Leicht zu übersehen ist aber dies: Die Schichtung von Scheiben schafft Volumen und bleibt doch eine Linienfigur. Folgerichtig haben die Zeichnungen Thomas Lenks von Beginn an eigene Qualität. Eine Farbstiftlinie ist gesetzt, eine zweite antwortet – und gemeinsam bergen sie ein doch souverän auftretendes Bleistiftlinienbündel. Dazwischen vor allem dies: Raum. Oder ist es anders – bilden die Linien den Raum? Die Zeichnung spiegelt das Schaffen Lenks. Sie belegt zudem die auch in den plastischen Studien spürbare Vorsicht.
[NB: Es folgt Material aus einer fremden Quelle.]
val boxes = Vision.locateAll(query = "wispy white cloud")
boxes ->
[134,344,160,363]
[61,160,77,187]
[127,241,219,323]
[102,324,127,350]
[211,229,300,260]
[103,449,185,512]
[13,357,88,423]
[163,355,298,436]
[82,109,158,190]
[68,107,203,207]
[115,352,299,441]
Behutsam streckt etwa ein sich tänzelnd stützendes Gebilde seine stählernen Fühler aus.

„Dialektische Objekte“ nennt Lenk seine frühen Arbeiten. Und auch, wenn sich die formalen Vorzeichen ändern – die Dialektik zwischen Linie und Raum, Fläche und Volumen bleibt. Bis in die jüngste Zeit, wie wiederholte Präsentationen von Lenks Schaffen der 1990er und 2000er Jahre durch die Galerie Schlichtenmaier in Grafenau und Stuttgart belegen. So betritt man etwa 2013, mit der Schau zum 80. Geburtstag Lenks, ein Labor der „Schichtungen“. Das seinerzeit schönste Stück ist „Schichtung zwischen Zollstöcken“ von 2007 und damit die jüngste Arbeit der Schau. Das Modell verrät eine Präzisierung des Konkreten – ein Weg, den Lenk krankheitshalber in der Folge nicht mehr weitergehen kann. So bleibt das kühn Geometrische, in dem auch ein Knick elegant erscheinen kann.

„Wie lange aber“, schrieb unsere Zeitung anlässlich der Geburtstagsausstellung in der Galerie Schlichtenmaier, „will man im Südwesten warten, um sich diesem Schaffen umfassend und museal gültig zu nähern? Drängender wird diese Frage. Nicht aber begründet durch das Alter Lenks, sondern durch eine Ausstellung wie diese.“ Und weiter: „So darf man den Titel der Ausstellung getrost als Aufforderung verstehen: ,Position beziehen.‘“

Am Montag ist Thomas Lenk im Alter von 81 Jahren in Schwäbisch Hall gestorben. 1974 hatte er von Fürst Kraft von Hohenlohe-Langenburg die Burg Tierberg erworben. Die deutsche Kunst verliert eine bedeutende Stimme. Mit Thomas Lenk verbinden sich Vertrauen in die Achtsamkeit und Misstrauen gegenüber jedweder Form des Beliebigen.